What the NYT journalists threatened was to make a #1 search result for his full name that would expose his private life and his pseudonymous blog to all potential patients trying to find out some information about their doctor. Which would practically cost him his job.

And, ultimately, Scott did lose his job. The fact that writing on Substack turned out to be more profitable than his former job was a lucky coincidence.


If the stakes were so high he shouldn't have been so careless with using his real name. As a professional psychiatrist it is 100% on him to make sure these situations aren't a possibility and if that isn't possible- it's really not that big of a deal to simply not blog about your deeply unrestrained and potentially offensive opinions about [insert culture war here].

This is not the fault of the nytimes and given the success of his blog, it absolutely would have happened eventually. It is frankly irresponsible on his part. He chose that profession and with it comes certain sacrifices made for the wellbeing of his patients.

Further he went on crazy rants about how the article was a hit piece which is deeply dramatic and maybe even a little egotistical. He's not nearly as important as he thinks - and the nytimes piece covered him in a fairly neutral way from my perspective.

You should read it if you haven't. It's an enlightening piece about the burgeoning semi-conservative movement masquerading as pseudo liberalism amongst so called thought leaders in silicon valley and tech more generally.


> the nytimes piece covered him in a fairly neutral way from my perspective.

Really? I have read the article, and I basically agree with https://www.astralcodexten.com/p/statement-on-new-york-times... and https://scottaaronson.blog/?p=5310


> when the topic of rationalists' fixation on neoreactionary topics comes into question, the primary defenses are that it's important to look at controversial ideas and that we shouldn't dismiss novel ideas because we don't like the group sharing them.

No. Rationalists do say that it's important to do those things, because that's true. But it is not a defense of a "fixation on neoreactionary topics", because there is no such fixation. It only comes across as a fixation to people who are unwilling to even understand what they are denigrating.

You will note that Scott Alexander is heavily critical of neoreaction.

> Yet as soon as the topic turns to criticisms of the rationalist community, we're supposed to ignore those ideas and instead fixate on the messenger, ignore their arguments, and focus on ad-hominem attacks that reduce their credibility.

No.

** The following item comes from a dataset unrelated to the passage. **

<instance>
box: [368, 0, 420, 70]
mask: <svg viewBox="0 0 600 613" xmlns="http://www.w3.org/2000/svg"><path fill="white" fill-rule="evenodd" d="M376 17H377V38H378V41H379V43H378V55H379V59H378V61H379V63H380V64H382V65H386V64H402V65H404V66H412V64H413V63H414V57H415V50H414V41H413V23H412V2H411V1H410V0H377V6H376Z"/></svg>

Nobody said that those criticism should be ignored. What was said is that those criticism are invalid, because they are. It is not ad-hominem against Sandifer to point out that Sandifer is trying to insinuate untrue things about Alexander. It is simply observing reality. Sandifer attempts to describe Alexander, Yudkowsky et. al. as supportive of neoreactionary thought. In reality, Alexander, Yudkowsky et. al. are strongly-critical-at-best of neoreactionary thought.

> The leaked e-mails showed he believed there to be "gold" in some of their ideas

This is clutching at straws. Alexander wrote https://slatestarcodex.com/2013/10/20/the-anti-reactionary-f... , in 2013.

You are engaging in the same kind of semantic games that Sandifer does. Please stop.